The purpose of studying economics is not to acquire a set of ready-made answers to economic questions, but to learn how to avoid being deceived by economists.
--Joan Robinson

Jacob

Quote from: Admiral Yi on August 11, 2012, 05:45:00 PMNot sure what you're getting at.  Fully socialized medical care in old age is a right given by God?

Never mind god, it's the mark of a civilized society.

Admiral Yi

Quote from: The Minsky Moment on August 11, 2012, 10:13:52 PM
Ryan's plan is not real.
The lack of tax increases is not what makes it unreal.  What makes it unreal is that it is not properly specified, and hence not a plan at all.  The plan just says that future domestic discretionary spending (including military) must be reduced to certain numbers, without any specification of how to achieve that.  The problem is that under any reasonable projection of entitlement spending even under Ryan's proposal, domestic discretionary spending plus defense spending approaches zero after about 20-30 years out. 

The only way to avoid an absurd result is the postulate massive savings from Ryan's medicare reform even though there is no change in medicare in the first 12 years and the replacement vouchers after than are supposed grow faster than GDP.

This is magical thinking not a serious plan.

Lack of specifity is a knock, but not a damning one.  With entitlement reform it makes absolutely no sense to talk about a reduction in spending without a change in the rules, because the rules determine how much you spend.  That's not true of budget areas like defense.  You can say knock a couple billion off defense spending and hash out the details later.

You seem to be contradicting yourself in the part about overall discretionary spending amounts and reaching zero in 20-30 years.  Either he provides hard numbers for discretionary spending, including zero, or he specifies discretionary spending as whatever residual is needed to meet deficit targets, in which case it could reach zero but then the unspecified caps make no sense.

I assume what you're saying is that he builds in unrealistic growth factors in entitlement spending into his plan.  That's fine, but I think it invariably leads to the tiresome issue of who is making this determination and what their methadology is.

And then even if his plan is smoke and mirrors, so what?  It's a low bar to meet, somebody else put a plan on the table that uses realistic growth factors.  Hopefully a plan that's a little more proactive than raising taxes on millionaires and billionaires and appointing another commission or "reexamining the issue when the economic recovery is not so fragile."

Admiral Yi

Quote from: Jacob on August 11, 2012, 10:38:47 PM
Never mind god, it's the mark of a civilized society.

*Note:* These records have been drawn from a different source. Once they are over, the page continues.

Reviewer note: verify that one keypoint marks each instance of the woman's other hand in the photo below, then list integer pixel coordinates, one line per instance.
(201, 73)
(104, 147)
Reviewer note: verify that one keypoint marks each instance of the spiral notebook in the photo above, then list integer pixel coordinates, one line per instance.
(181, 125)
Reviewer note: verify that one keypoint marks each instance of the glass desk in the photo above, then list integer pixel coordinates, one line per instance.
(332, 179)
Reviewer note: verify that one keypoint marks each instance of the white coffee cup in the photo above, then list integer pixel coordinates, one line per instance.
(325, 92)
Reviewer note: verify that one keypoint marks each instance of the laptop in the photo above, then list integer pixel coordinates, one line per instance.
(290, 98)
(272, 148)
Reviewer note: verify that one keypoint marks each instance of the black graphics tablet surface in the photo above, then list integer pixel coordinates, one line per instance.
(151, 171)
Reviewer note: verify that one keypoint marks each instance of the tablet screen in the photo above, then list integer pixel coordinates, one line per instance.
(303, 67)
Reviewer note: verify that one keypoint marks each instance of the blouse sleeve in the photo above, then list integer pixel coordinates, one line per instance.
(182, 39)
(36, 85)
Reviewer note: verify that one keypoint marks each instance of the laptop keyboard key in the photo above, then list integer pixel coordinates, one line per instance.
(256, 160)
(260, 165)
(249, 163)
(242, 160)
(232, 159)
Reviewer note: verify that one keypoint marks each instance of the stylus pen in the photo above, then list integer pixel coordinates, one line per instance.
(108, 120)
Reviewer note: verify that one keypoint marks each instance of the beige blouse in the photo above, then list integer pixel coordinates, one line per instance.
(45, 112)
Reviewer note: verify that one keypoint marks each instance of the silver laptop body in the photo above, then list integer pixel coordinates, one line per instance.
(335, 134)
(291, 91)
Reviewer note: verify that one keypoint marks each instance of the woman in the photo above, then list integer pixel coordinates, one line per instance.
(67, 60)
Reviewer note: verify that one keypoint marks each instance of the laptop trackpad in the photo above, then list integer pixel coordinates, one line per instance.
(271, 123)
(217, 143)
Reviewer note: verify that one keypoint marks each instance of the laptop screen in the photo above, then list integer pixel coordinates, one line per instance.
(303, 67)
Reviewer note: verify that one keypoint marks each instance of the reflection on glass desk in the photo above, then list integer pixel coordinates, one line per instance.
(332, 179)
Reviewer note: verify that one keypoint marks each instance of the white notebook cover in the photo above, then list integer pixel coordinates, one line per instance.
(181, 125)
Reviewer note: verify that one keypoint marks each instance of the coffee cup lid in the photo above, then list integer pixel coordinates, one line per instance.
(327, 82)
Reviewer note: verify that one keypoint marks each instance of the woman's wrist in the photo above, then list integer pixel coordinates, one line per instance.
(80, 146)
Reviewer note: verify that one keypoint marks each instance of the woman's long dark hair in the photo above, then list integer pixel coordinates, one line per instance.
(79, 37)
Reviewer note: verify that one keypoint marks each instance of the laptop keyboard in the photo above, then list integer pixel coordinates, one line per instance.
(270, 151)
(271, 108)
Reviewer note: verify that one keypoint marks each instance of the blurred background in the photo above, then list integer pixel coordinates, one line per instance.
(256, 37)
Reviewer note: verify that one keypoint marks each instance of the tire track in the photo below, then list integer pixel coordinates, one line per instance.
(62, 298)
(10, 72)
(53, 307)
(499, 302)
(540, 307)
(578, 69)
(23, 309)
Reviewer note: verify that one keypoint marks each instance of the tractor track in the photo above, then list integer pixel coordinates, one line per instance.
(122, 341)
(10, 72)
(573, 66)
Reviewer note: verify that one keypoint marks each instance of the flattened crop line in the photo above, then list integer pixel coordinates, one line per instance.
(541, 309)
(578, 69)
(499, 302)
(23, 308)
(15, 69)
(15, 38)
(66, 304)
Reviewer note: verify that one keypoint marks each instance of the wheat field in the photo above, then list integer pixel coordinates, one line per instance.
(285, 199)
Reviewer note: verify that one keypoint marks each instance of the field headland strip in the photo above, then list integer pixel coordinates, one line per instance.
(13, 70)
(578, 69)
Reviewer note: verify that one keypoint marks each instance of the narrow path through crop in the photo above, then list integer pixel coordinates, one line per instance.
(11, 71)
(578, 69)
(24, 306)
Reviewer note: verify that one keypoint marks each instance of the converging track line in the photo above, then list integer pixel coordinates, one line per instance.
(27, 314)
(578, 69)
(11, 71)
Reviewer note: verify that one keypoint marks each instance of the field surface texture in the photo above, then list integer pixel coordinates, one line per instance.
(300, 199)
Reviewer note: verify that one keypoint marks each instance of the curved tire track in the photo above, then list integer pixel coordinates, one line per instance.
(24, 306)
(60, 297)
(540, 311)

Seedy is the one who raised the rights argument, not me.

CountDeMoney

Quote from: Admiral Yi on August 11, 2012, 11:22:01 PM
Quote from: Jacob on August 11, 2012, 10:38:47 PM
Never mind god, it's the mark of a civilized society.

Seedy is the one who raised the rights argument, not me.

Fine.  It's also the mark of a civilized society.  So there.

DGuller

I have a plan for tackling deficit.  Basically, my plan calls for the reduction of difference between revenues and expenses.  I don't have the details yet, but that can be worked out later.  What I have now will already pass Yi's muster.

Admiral Yi

Quote from: DGuller on August 11, 2012, 11:24:09 PM
I have a plan for tackling deficit.  Basically, my plan calls for the reduction of difference between revenues and expenses.  I don't have the details yet, but that can be worked out later.  What I have now will already pass Yi's muster.

This is not clever even by your standards.